Tutto questo, infine, porterebbe ad una maggiore pressione competitiva su Nvidia, AMD e sugli altri produttori di hardware AI, spingendo verso una diversificazione tecnologica del mercato.

In prospettiva, l’accordo contribuirebbe a definire l’AI come infrastruttura generale (general-purpose infrastructure), al pari di elettricità, telecomunicazioni e cloud computing.
Su questo principio si incentra il super contratto da 300 miliardi di dollari in cinque anni, firmato da Oracle e OpenAI a settembre, che ha davvero impresso una svolta storica nel mercato del cloud e dei data center, in particolare per l’intelligenza artificiale.

Perché cresce l’interesse di imprese e finanza su OpenAI

L’attrattività di OpenAI per grandi imprese e mercati finanziari si spiega con la convergenza di tre fattori strutturali. OpenAI mantiene un ritmo di innovazione eccezionalmente aggressivo, con modelli che ampliano contesto, multimodalità e capacità AI agentic. Soluzioni come Operator, capaci non solo di rispondere ma di agire autonomamente online, stanno ridefinendo il concetto stesso di software e automazione.

Per aziende e governi, OpenAI rappresenta oggi lo standard de facto su cui immaginare la prossima fase di adozione dell’AI. Non a caso molte risorse pubbliche sono dirottate verso questo settore strategico. Basta guardare a quanto sta già accadendo negli Stati Uniti e in Gran Bretagna e quanto altro potrebbe accadere a breve in altri Stati europei (senza andare in giro per il mondo).

Sul piano finanziario, OpenAI è diventata il simbolo del boom dell’AI: raccolte record (oltre 40 miliardi di dollari nel 2025), valutazioni senza precedenti e un ruolo chiave nella ristrutturazione delle catene globali di investimento in tecnologia. Le cifre in gioco alimentano il dibattito tra chi vede OpenAI come il “nuovo Microsoft dell’AI” e chi teme una bolla. Ma, per il momento la bolla si ipotizza e gli investimenti crescono (ancora si sente l’eco dell’investimento di un miliardo di dollari della Disney proprio in OpenAI), assieme alle applicazioni.

Da non dimenticare che OpenAI è oggi anche un attore geopolitico. La sua adesione ai nuovi codici di condotta europei sull’AI Act e il suo ruolo nelle discussioni globali su sicurezza, trasparenza e governance la rendono un punto di riferimento per regolatori e policymaker.

A questo si aggiunge il rapporto sempre più stretto con l’amministrazione Trump, che vede OpenAI come asset strategico nazionale nella competizione tecnologica con Cina ed Europa. Dalla sicurezza nazionale alla sovranità del compute, l’azienda è ormai parte integrante della politica industriale americana sull’AI.

OpenAI come infrastruttura strategica del XXI secolo?

Il possibile accordo tra Amazon e OpenAI non è solo un’operazione finanziaria, ma un segnale strutturale: l’intelligenza artificiale sta diventando il nuovo strato infrastrutturale dell’economia globale.
In questo scenario, OpenAI si configura sempre meno come una startup e sempre più come un nodo centrale del capitalismo tecnologico contemporaneo, capace di attrarre capitali, ridefinire alleanze industriali e influenzare scelte politiche e regolatorie.

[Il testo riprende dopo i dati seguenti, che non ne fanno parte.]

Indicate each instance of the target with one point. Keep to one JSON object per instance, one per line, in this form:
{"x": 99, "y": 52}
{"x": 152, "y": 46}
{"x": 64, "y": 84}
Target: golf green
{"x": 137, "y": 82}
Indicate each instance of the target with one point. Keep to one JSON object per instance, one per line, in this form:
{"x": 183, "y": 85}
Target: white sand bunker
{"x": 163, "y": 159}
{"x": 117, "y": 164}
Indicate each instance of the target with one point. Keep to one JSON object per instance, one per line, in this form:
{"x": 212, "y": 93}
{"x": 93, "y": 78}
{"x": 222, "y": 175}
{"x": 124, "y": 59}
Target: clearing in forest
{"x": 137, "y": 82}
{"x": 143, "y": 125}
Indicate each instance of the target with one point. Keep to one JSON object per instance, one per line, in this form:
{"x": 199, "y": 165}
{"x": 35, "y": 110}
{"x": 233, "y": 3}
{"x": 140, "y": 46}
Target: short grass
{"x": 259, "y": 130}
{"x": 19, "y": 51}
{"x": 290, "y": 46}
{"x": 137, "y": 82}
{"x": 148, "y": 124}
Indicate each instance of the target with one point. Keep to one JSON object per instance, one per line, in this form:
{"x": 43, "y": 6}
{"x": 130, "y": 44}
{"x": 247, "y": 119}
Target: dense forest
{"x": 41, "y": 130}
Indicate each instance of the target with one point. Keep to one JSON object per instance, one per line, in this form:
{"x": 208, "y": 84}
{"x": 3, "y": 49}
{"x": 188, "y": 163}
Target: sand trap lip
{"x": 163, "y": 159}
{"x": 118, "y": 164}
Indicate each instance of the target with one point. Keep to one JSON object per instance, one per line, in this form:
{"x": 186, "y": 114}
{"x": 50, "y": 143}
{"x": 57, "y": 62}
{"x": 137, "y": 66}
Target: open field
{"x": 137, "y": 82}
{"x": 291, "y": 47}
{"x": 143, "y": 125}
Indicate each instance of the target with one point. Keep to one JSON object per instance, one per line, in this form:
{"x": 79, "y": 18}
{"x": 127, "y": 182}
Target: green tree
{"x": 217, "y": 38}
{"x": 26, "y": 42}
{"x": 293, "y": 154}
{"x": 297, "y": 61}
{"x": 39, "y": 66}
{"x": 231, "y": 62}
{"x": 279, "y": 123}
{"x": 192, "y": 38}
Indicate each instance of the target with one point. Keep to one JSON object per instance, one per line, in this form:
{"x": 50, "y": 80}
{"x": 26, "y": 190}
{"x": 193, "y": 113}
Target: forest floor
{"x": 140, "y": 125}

Per imprese, investitori e governi, comprendere questa dinamica non è più opzionale: è una condizione necessaria per interpretare il futuro dell’innovazione, della competitività e del potere economico globale. In questo scenario si inserisce un’ultima riflessione, forse la più importante: cosa sta combinando l’Europa? Come l’Unione europea si porrà di fronte a questa corsa rapidissima e alimentata da investimenti straordinari? La capacità di regolamentare anche settori molto complessi come quelli aperti dalle nuove tecnologie sarà un vantaggio strategico o come molti pensano una zavorra storica?